B. Motion to Dismiss Indictment
Next, the R&R recommends denying Defendant's Motion to Dismiss for two reasons. First, dismissal under Fed. R. Crim. P. 48(b) is not triggered because Defendant was arrested after the Government obtained the Indictment. (R&R 4:3-22). Second, dismissal is unwarranted under the Fifth Amendment's Due Process Clause because Defendant fails to show the required “definitive or non-speculative evidence to support his assertions.” (Id. 5:2327). Defendant is effectively silent on the issue of Rule 48(b) but contends that he has suffered actual and specific prejudice because of the delay. (See Obj. 5:24-13:5). The Court first addresses Rule 48(b), then turns to the Due Process Clause.

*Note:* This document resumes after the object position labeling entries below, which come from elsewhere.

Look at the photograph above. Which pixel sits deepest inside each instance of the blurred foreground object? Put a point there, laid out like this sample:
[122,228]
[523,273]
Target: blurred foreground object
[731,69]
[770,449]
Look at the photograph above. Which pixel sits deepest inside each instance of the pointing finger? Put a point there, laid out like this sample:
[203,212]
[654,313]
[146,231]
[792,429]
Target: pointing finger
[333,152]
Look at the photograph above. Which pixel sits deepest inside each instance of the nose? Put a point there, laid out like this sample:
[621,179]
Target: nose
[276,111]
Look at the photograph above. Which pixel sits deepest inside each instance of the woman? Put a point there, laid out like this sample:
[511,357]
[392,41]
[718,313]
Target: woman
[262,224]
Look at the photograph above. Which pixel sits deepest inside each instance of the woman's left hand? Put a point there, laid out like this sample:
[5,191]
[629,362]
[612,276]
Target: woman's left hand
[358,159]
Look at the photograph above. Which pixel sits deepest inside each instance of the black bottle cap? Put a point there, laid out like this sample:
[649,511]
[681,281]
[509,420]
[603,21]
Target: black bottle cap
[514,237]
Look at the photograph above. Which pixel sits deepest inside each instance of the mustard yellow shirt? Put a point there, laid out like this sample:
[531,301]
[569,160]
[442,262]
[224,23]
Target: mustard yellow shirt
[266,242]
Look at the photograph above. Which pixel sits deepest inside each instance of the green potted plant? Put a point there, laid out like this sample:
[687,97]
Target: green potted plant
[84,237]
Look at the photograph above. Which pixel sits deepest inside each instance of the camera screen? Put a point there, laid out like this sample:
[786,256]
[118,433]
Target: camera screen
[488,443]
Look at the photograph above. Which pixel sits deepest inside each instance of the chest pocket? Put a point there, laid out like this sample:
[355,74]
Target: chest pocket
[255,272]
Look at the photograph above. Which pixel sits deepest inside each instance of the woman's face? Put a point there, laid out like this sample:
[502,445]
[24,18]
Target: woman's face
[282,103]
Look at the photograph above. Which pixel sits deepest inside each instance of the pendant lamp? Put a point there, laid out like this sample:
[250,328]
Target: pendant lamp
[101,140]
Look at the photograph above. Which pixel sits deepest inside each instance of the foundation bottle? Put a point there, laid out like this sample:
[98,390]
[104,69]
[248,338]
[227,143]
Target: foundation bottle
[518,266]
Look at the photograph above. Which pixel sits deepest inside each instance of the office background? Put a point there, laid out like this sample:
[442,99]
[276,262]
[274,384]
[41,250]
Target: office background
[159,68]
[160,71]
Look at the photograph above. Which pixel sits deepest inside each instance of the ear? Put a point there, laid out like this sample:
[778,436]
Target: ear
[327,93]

Under Rule 48(b), the Court may dismiss an indictment if the Government unnecessarily delays “presenting a charge to a grand jury.” The protection afforded by Rule 48(b) is limited to post-arrest situations and does not apply to delay that occurs before a defendant is arrested for or charged with a crime. United States v. Hayden, 860 F.2d 1483, 1485 (9th Cir. 1988) (citing United States v. Marion, 404 U.S. 307, 319 (1971) (“The rule is clearly limited to postarrest situations.”)). Here, Defendant was arrested after he was indicted. (Compare Indictment), (with Arrest Warrant Returned Executed, ECF No. 33). As a result, dismissal under Rule 48(b) is unavailable.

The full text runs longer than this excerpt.